Most of the time unstructured text contains noise, especially if you use techniques like web or screen scraping. HTML tags are typically one of these components which don’t add much value towards understanding and analyzing text. The following method is designed to remove HTML tags from our text

In [5]:
def strip_html_tags(text):
    soup = BeautifulSoup(text, "html.parser")
    stripped_text = soup.get_text()
    return stripped_text

In [6]:
#Example
strip_html_tags('<html><h2>Some important text</h2></html>')
#Returns

'Some important text'

In [7]:
def remove_accented_chars(text):
    text = unicodedata.normalize('NFKD', text).encode('ascii', 'ignore').decode('utf-8', 'ignore')
    return text

In [8]:
#Example
remove_accented_chars('Sómě Áccěntěd těxt')
#Returns

'Some Accented text'

Usually in any text corpus, you will also find contractions. Converting each contraction to its expanded, original form helps with text standardization. Below is a method which performs this task for us. Note this method hevily exploits methods in the regular expression package more detail on the inner workings of the following method can be gleamed by visting (https://docs.python.org/3/library/re.html)

In [9]:
def expand_contractions(text, contraction_mapping=CONTRACTION_MAP):
    
    contractions_pattern = re.compile('({})'.format('|'.join(contraction_mapping.keys())), 
                                      flags=re.IGNORECASE|re.DOTALL)
    def expand_match(contraction):
        match = contraction.group(0)
        first_char = match[0]
        expanded_contraction = contraction_mapping.get(match)\
                                if contraction_mapping.get(match)\
                                else contraction_mapping.get(match.lower())                       
        expanded_contraction = first_char+expanded_contraction[1:]
        return expanded_contraction
        
    expanded_text = contractions_pattern.sub(expand_match, text)
    expanded_text = re.sub("'", "", expanded_text)
    return expanded_text

In [10]:
#Example
expand_contractions("Y'all can't expand contractions I'd think")
#Returns

'You all cannot expand contractions I would think'

Special characters and symbols are usually non-alphanumeric characters or even occasionally numeric characters (depending on the problem), which add to the extra noise in unstructured text. Usually, simple regular expressions (regexes) can be used to remove them.

Note in the method removing digits is optional, because often we might need to keep them in the pre-processed text.

In [11]:
def remove_special_characters(text, remove_digits=False):
    pattern = r'[^a-zA-z0-9\s]' if not remove_digits else r'[^a-zA-z\s]'
    text = re.sub(pattern, '', text)
    return text

In [12]:
#Example
remove_special_characters("Well this was fun! What do you think? 123#@!", remove_digits=True)
#Returns

'Well this was fun What do you think '

Stemming helps us in standardizing words to their base or root stem, irrespective of their inflections, which helps many applications like classifying or clustering text, and even in information retrieval. We will be employing the popular Porter stemmer (https://tartarus.org/martin/PorterStemmer/) for this purpose

In [13]:
def simple_stemmer(text):
    ps = nltk.porter.PorterStemmer()
    text = ' '.join([ps.stem(word) for word in text.split()])
    return text

In [14]:
#Example
simple_stemmer("My system keeps crashing his crashed yesterday, ours crashes daily")
#Returns

'My system keep crash hi crash yesterday, our crash daili'

NOTE: that usually stemming has a fixed set of rules, hence, the root stems may not be lexicographically correct. Which means, the stemmed words may not be semantically correct, and might have a chance of not being present in the dictionary (as evident from the preceding output).

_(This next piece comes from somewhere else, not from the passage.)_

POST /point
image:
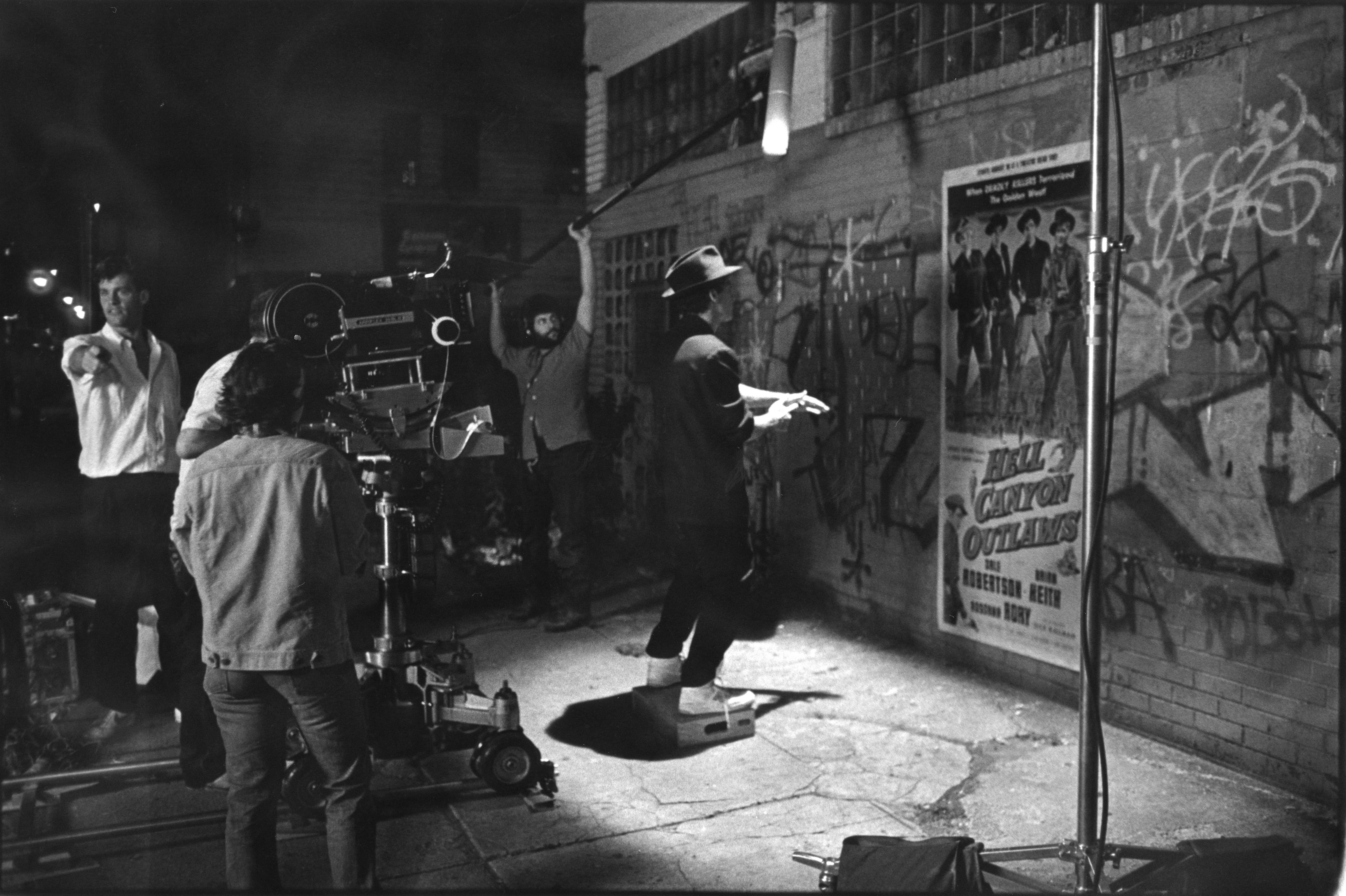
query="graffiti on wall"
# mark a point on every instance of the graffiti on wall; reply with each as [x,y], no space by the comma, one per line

Now we will address Lemmatization

The key difference between steming and lemmatization is that the root word in lemmatization is always a lexicographically correct word (present in the dictionary), but the root stem may not be so. Thus, root word, also known as the lemma, will always be present in the dictionary.

Below is a method in which we exploit spacy to do this for us

In [15]:
def lemmatize_text(text):
    text = nlp(text)
    text = ' '.join([word.lemma_ if word.lemma_ != '-PRON-' else word.text for word in text])
    return text

In [16]:
#Example
lemmatize_text("My system keeps crashing his crashed yesterday, ours crashes daily")
#Returns

'My system keep crash his crash yesterday , ours crash daily'

f lemmatization works this well why would we even bother with steming?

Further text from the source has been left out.